Müziği sevdiysem,müzik yapıyorsam
onlar sayesinde yapıyorum. Çocukken anneme kasetin içindeki teyze ve amcaları
görmek istediğimi söyleyerek bütün bantları kasetin içinden açardım. Annemde
sadece seslerinin içine konulduğunu bana açıklamaya çalışırdı. Ben ise haliyle,
sesleri bunun içindeyse dışarıda nasıl konuşabildiklerini anlamaya çalışırdım. Trt
Radyosunun temsillerini dinleyerek büyüdüm. Yurttan sesler korosunu duyunca
ağlaması kesilen bir bebektim. Plak çalarımızdan çıkan o hışırtılı melodiler
ile yağmurun sesinin karışmasıyla hiç huysuzlanmazdım annemin üsküdar’daki
evimizin cam kenarında yedirdiği öğle yemeklerinde… Ne zaman yerdeki açılmış
tezgahta hurdaların arasında bir kaset görsem içimi bir sıkıntı kaplar. Sonra toparlanır,kayıp
bir arkadaşımı bulmuş gibi onu sahiplenirim. Onu alırım.

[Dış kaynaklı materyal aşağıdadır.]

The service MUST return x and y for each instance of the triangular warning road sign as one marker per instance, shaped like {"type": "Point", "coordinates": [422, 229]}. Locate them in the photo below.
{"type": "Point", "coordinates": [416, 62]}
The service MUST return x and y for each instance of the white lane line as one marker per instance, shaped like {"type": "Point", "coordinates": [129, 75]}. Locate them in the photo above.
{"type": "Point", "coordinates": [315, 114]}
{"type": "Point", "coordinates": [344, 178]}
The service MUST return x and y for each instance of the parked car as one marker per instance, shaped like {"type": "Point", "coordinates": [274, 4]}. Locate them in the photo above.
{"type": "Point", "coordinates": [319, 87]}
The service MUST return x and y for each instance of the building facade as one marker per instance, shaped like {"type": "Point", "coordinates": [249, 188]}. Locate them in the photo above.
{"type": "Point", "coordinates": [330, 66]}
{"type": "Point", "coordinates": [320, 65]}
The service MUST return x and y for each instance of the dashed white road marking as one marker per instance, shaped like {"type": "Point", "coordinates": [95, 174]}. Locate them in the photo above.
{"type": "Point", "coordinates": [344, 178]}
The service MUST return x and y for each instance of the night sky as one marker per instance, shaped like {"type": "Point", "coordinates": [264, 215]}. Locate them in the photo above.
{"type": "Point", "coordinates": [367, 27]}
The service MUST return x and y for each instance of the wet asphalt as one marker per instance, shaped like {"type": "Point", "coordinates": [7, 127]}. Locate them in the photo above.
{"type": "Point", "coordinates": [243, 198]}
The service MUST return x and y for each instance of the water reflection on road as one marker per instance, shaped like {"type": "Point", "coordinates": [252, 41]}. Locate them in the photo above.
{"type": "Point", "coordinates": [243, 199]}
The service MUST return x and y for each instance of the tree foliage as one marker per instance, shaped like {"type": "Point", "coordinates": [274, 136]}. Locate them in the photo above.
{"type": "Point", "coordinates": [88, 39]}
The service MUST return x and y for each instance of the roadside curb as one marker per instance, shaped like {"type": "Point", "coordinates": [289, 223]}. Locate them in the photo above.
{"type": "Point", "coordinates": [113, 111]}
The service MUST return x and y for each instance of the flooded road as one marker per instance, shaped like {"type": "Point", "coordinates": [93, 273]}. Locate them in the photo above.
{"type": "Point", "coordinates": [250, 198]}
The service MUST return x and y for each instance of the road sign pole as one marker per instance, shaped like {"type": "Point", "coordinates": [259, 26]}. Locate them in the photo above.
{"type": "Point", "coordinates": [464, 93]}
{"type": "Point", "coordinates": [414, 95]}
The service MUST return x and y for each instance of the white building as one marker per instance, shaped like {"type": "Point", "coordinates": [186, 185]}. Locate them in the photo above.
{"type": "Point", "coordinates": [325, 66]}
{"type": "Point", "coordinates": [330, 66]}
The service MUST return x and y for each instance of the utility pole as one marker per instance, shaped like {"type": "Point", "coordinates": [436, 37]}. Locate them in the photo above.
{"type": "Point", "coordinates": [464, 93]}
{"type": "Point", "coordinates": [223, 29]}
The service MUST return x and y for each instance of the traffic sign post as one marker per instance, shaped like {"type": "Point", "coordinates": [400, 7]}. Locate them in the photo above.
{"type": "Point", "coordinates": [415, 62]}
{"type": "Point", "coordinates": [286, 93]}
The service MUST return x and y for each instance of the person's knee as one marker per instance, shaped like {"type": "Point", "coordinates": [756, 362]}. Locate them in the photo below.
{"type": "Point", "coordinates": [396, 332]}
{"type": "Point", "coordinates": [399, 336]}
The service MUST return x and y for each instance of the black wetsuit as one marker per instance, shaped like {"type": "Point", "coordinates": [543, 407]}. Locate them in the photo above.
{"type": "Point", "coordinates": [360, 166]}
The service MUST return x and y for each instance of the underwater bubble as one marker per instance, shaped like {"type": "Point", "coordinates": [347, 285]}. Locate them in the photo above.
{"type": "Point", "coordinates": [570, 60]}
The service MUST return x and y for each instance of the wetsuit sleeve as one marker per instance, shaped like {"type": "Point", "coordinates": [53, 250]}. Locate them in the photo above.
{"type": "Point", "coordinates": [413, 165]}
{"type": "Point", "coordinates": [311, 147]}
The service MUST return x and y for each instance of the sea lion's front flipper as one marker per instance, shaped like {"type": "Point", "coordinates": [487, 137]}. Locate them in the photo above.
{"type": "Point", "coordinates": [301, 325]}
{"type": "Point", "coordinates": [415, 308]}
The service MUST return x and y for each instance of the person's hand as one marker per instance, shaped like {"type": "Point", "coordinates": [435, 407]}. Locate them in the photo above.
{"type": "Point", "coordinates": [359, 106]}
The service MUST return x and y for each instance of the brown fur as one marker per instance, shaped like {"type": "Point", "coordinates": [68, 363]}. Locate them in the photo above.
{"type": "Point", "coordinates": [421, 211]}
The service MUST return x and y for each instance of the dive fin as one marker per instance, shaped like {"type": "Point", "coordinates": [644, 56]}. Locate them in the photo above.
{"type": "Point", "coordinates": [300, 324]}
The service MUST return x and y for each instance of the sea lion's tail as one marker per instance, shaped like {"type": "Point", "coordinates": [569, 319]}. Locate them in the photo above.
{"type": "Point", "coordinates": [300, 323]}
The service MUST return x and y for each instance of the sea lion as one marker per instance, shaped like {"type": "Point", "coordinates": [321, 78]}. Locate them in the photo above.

Onlar benim en kıymetlilerim. Onlar
benim sandığımda gözümden sakınarak sakladığım hazinelerim. Öğretmenlerim.
Sahnede,stüdyoda,en ihtiyacım olduğu anda hiç üşenmeden kalbimden kalkıp gelen
vazgeçilmezlerim. Bana, nice sevdalarla,acılarla,engellerle yaratıp taşıdıkları
müziklerini itimatla emanet eden büyüklerim. Aç kalarak, sevdikleri tarafından
terk edilerek, çıkış yolları arayarak, tırnaklarıyla kazıdıkları hayatlarında müzik
yapmış ve müzik yapmaya çalışan kahramanlarım. Çocukluk arkadaşlarım. Mesela
‘’Benim balonlarım vardı’’ diyerek bana seslenen gözlüklü bir amcanın
şarkısıyla uzun saçlı bir abinin bir eşek ile olan arkadaşlık şarkısı hala
kasetlerimde benimle yaşar. Otuzdokuz yıldır benimle. Ve biliyor musunuz; hiç
biriyle bir kere bile küslüğümüz olmadı birbirimize. Biz şarkılarla sohbet
ederdik. Hep güzel şeyler söylediler bana, hep güzel şeyler öğrettiler. Nasıl
yaşanılacağını, nasıl konuşulacağını, nasıl aşık olunacağını… Ben de onlara söz
vermiştim. ‘’Siz beni bıraksanız bile ben sizi hiçbir zaman bırakmayacağım.’’diye.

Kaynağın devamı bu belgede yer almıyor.